Rossano Sasso, sottosegretario del ministero dell’Istruzione, lancia poi un’altra proposta per garantire la sicurezza tra i banchi di scuola: “Mancano circa tre settimane all’inizio dell’anno scolastico e bisogna accelerare per sciogliere alcuni nodi che non ci lasciano tranquilli. La campagna di vaccinazione continua, ma sappiamo che l’immunizzazione da sola non basta per scongiurare l’ipotesi di quarantene e chiusure delle scuole a fronte della positività di studenti, insegnanti o personale degli istituti. I tamponi salivati possono essere un valido supporto per monitorare la situazione delle comunità scolastiche ed evitare il ricorso alla didattica a distanza: chiedo al presidente Draghi e al ministro Speranza di adoperarsi affinché si possa puntare con decisione sull’adozione massiccia di questi dispositivi”. L’incubo da scongiurare è la Dad, ma anche le lezioni a singhiozzo.

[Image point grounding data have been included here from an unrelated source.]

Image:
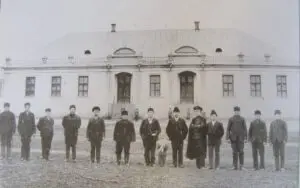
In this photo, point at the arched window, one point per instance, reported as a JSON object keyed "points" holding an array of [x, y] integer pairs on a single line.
{"points": [[186, 50]]}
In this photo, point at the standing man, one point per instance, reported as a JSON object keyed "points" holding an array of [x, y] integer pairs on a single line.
{"points": [[7, 129], [95, 133], [71, 124], [124, 134], [177, 131], [45, 126], [278, 138], [258, 136], [26, 128], [149, 131], [197, 144], [237, 134], [215, 134]]}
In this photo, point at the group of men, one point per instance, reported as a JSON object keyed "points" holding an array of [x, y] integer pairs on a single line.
{"points": [[201, 133]]}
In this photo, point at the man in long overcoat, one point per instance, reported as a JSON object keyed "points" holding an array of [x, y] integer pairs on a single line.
{"points": [[26, 128], [71, 124], [7, 129], [177, 131], [197, 145]]}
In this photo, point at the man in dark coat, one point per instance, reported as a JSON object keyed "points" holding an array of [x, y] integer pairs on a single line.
{"points": [[7, 129], [258, 136], [177, 131], [215, 134], [197, 137], [124, 134], [149, 131], [45, 126], [95, 133], [237, 134], [71, 124], [26, 128], [278, 138]]}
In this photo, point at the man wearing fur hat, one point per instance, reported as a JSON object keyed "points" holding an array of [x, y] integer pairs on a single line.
{"points": [[149, 131], [177, 131], [215, 134], [124, 134], [278, 138], [71, 124], [95, 134], [258, 136], [237, 134]]}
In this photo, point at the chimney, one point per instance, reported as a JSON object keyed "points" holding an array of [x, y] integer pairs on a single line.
{"points": [[197, 28], [113, 28]]}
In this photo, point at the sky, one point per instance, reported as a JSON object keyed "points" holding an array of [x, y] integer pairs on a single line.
{"points": [[29, 25]]}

“Non solo dobbiamo assicurare una partenza in sicurezza e in presenza a settembre, ma abbiamo anche il dovere di far si che i nostri ragazzi e le famiglie non vadano verso un nuovo anno di lezioni a singhiozza – sottolinea Sasso – I tamponi salivari, affidabili dal punto dei risultati e ideali per le rilevazioni sui più piccoli, possono essere usati per tenere sotto controllo la situazione nei singoli istituti e per evitare di relegare tutti dietro allo schermo di un computer a fronte magari di una sola positività”.